Abstract

The island of South Georgia exposes remnants of a Late Jurassic to Early Cretaceous Andean magmatic arc and marginal basin system that was compressively deformed during the mid-Cretaceous main Andean Orogeny forming widespread NW-SE trending folds and a coaxial penetrative cleavage displaying a predominantly NE-SW stretching lineation. Detailed structural studies of the Cooper Bay to Cape Vahsel area of South Georgia reveal that intense, mid-Cretaceous, polyphase deformation was strongly influenced by sinistral strike-slip shear parallel to the NW-SE regional structural grain, and along a major pre-existing fault, which we interpret as the partitioned wrench component of bulk transpressional deformation. The relationship between fold axial plane orientation and interlimb angle of widely distributed mesoscale folds is consistent with counter-clockwise rotation and fold appression as a result of sinistral simple shear deformation, suggesting kinematic strain partitioning of the wrench component was on the whole highly efficient.
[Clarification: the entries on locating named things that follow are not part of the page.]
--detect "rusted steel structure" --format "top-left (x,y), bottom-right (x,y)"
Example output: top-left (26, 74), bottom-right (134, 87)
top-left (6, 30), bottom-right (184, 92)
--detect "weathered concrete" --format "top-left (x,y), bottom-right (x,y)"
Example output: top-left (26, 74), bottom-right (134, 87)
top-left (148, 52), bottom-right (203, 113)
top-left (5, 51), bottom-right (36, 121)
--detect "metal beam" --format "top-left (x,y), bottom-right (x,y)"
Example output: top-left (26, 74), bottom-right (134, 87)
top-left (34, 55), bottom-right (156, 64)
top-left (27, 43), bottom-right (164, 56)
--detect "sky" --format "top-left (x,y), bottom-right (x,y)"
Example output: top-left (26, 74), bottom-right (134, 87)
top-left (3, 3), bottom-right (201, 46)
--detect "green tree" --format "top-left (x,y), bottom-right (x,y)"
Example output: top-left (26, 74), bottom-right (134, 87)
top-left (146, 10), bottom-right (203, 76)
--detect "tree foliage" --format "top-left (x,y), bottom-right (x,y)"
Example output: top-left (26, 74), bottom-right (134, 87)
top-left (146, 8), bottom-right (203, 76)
Locally, the modification of steep tectonic anisotropies to shallow inclinations during D 2 deformation induced imperfect or inefficient partitioning with fold arrays exhibiting fold appression characteristic of a transpressional deformation path. Our partitioned transpression model for main Andean deformation of South Georgia fits well with tectonic interpretations of the Cordillera Darwin, Patagonia.